The lieutenant was silent for a moment, body frozen with fingers extended.
There was a strange lump in the back of Sweets throat. Relax, he thought, trying to recall Quiin’s advice as he swallowed. He wiped the palm of one hand against his jeans for what felt like the hundredth time.
Someone’s shooting Solis now? With anti-armor guns? Why would—? He swallowed again, his mind almost vomiting forth a number of possibilities. Maybe someone’s a plant, here to keep an eye on everyone, or worse, silence them. Or maybe they were given conflicting orders from Varus before I knocked him offline, and think that the crew has mutinied.
“Damn it,” Valdez said, moving to the next body and placing his fingers against their helmet. Once more a few seconds passed, and he shook his head before moving to the third.
“Nothing good,” he said at last, rising and looking at the rest of the group. “Someone they trusted shot them. No identification was given, but they seemed to think they were about to be helped.” He looked down at the trio and shook his head. “They came around the corner, running from a pack of those creatures—”
“A pack?” one of the marines asked.
“That’s how they described it. ‘Pack’s still right behind us.’ They were setting up for a defensive hold when whoever they found …” He turned to look down at the three bodies.
“Did they say anything else?” Nido asked, placing a palm on the chest of each of the fallen Solis before rising.

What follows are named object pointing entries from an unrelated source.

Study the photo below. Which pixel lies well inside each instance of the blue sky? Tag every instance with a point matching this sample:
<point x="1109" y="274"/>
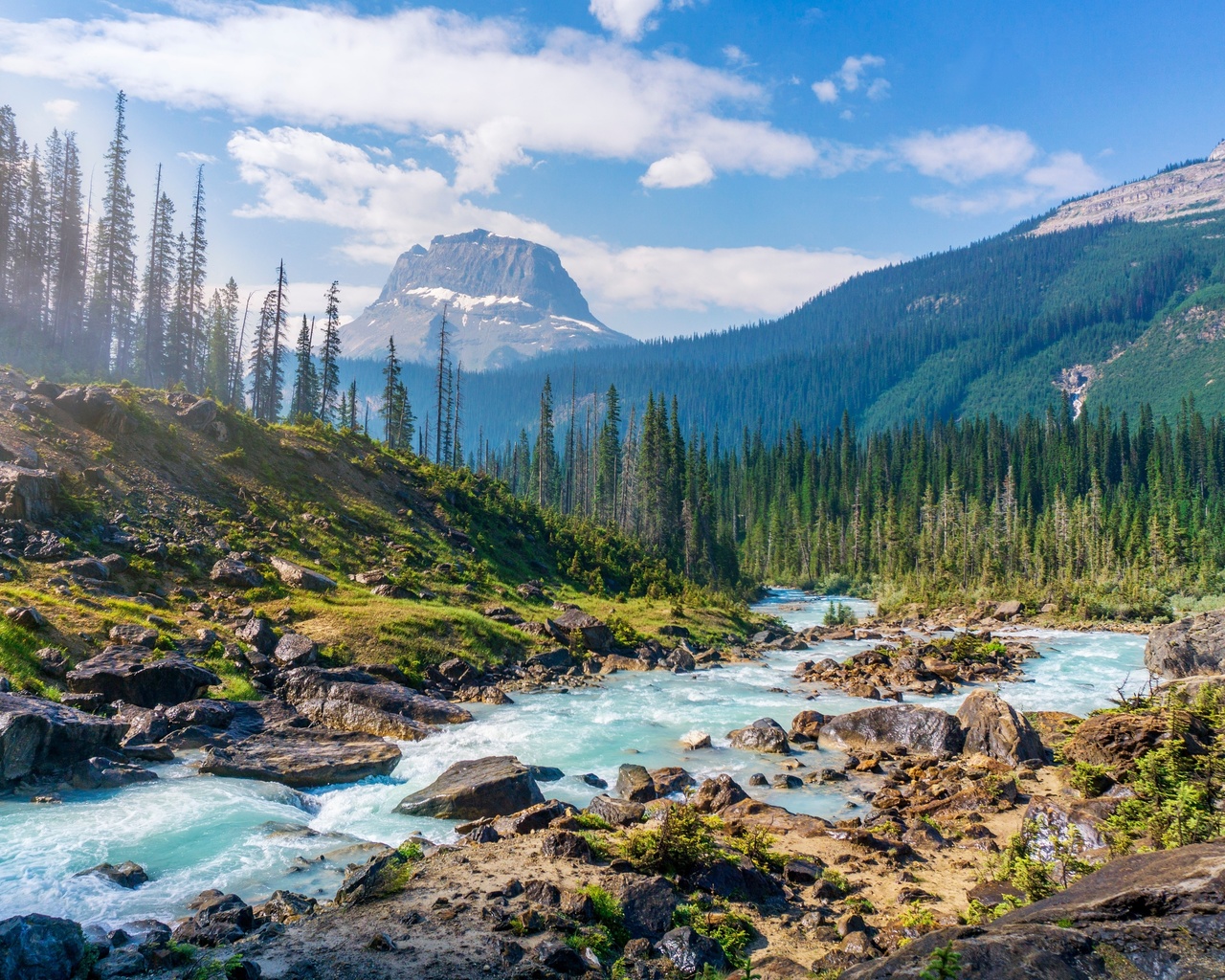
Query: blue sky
<point x="696" y="163"/>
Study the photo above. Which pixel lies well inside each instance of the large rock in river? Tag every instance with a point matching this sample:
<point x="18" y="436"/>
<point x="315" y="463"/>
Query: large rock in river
<point x="1194" y="644"/>
<point x="919" y="729"/>
<point x="141" y="677"/>
<point x="304" y="757"/>
<point x="1158" y="914"/>
<point x="993" y="727"/>
<point x="490" y="787"/>
<point x="38" y="947"/>
<point x="40" y="738"/>
<point x="354" y="701"/>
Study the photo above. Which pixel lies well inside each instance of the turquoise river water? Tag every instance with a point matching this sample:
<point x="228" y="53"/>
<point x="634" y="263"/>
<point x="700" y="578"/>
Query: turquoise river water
<point x="193" y="832"/>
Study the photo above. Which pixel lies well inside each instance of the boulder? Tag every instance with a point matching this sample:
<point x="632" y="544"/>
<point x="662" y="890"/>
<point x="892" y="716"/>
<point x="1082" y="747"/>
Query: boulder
<point x="38" y="947"/>
<point x="1115" y="740"/>
<point x="993" y="727"/>
<point x="490" y="787"/>
<point x="141" y="677"/>
<point x="691" y="952"/>
<point x="926" y="730"/>
<point x="235" y="573"/>
<point x="635" y="783"/>
<point x="350" y="700"/>
<point x="40" y="738"/>
<point x="1154" y="914"/>
<point x="764" y="735"/>
<point x="294" y="650"/>
<point x="301" y="577"/>
<point x="616" y="813"/>
<point x="1194" y="644"/>
<point x="29" y="494"/>
<point x="585" y="629"/>
<point x="304" y="757"/>
<point x="716" y="794"/>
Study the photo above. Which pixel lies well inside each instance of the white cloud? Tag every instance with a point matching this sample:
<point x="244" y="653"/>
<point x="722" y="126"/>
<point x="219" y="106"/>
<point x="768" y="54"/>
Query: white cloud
<point x="386" y="207"/>
<point x="61" y="109"/>
<point x="826" y="91"/>
<point x="679" y="170"/>
<point x="625" y="18"/>
<point x="969" y="153"/>
<point x="494" y="93"/>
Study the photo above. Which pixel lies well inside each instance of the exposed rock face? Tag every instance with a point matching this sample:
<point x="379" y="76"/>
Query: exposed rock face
<point x="1194" y="644"/>
<point x="764" y="735"/>
<point x="354" y="701"/>
<point x="507" y="301"/>
<point x="490" y="787"/>
<point x="38" y="947"/>
<point x="992" y="727"/>
<point x="40" y="738"/>
<point x="1115" y="740"/>
<point x="919" y="729"/>
<point x="301" y="577"/>
<point x="1160" y="911"/>
<point x="140" y="677"/>
<point x="304" y="757"/>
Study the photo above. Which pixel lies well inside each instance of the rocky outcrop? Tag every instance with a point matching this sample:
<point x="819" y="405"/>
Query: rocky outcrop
<point x="915" y="727"/>
<point x="993" y="727"/>
<point x="1194" y="644"/>
<point x="38" y="947"/>
<point x="141" y="677"/>
<point x="304" y="757"/>
<point x="299" y="577"/>
<point x="1159" y="914"/>
<point x="350" y="700"/>
<point x="40" y="738"/>
<point x="490" y="787"/>
<point x="764" y="735"/>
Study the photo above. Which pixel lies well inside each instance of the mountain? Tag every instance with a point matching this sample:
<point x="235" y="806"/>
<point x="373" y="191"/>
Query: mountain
<point x="506" y="301"/>
<point x="1062" y="302"/>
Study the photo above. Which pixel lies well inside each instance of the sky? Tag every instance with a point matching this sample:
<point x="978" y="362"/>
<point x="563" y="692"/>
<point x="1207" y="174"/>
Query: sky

A mark of respect? Or something else? Sweets wasn’t sure. His eyes just kept coming back to the holes in their armor and the slick of blood beneath them as Nido kept talking. “The one who shot them, I mean.”
That could be you, some part of his mind suggested. You don’t even have armor. He pushed the thought away, taking a slow breath to cool his nerves. Just stay calm.
“No,” Valdez growled. “They didn’t say a word.” He turned toward their pointman—Sweets couldn’t remember their name—and gestured. “Move on, check the next hallway.” The marine nodded and moved away, their footsteps silent.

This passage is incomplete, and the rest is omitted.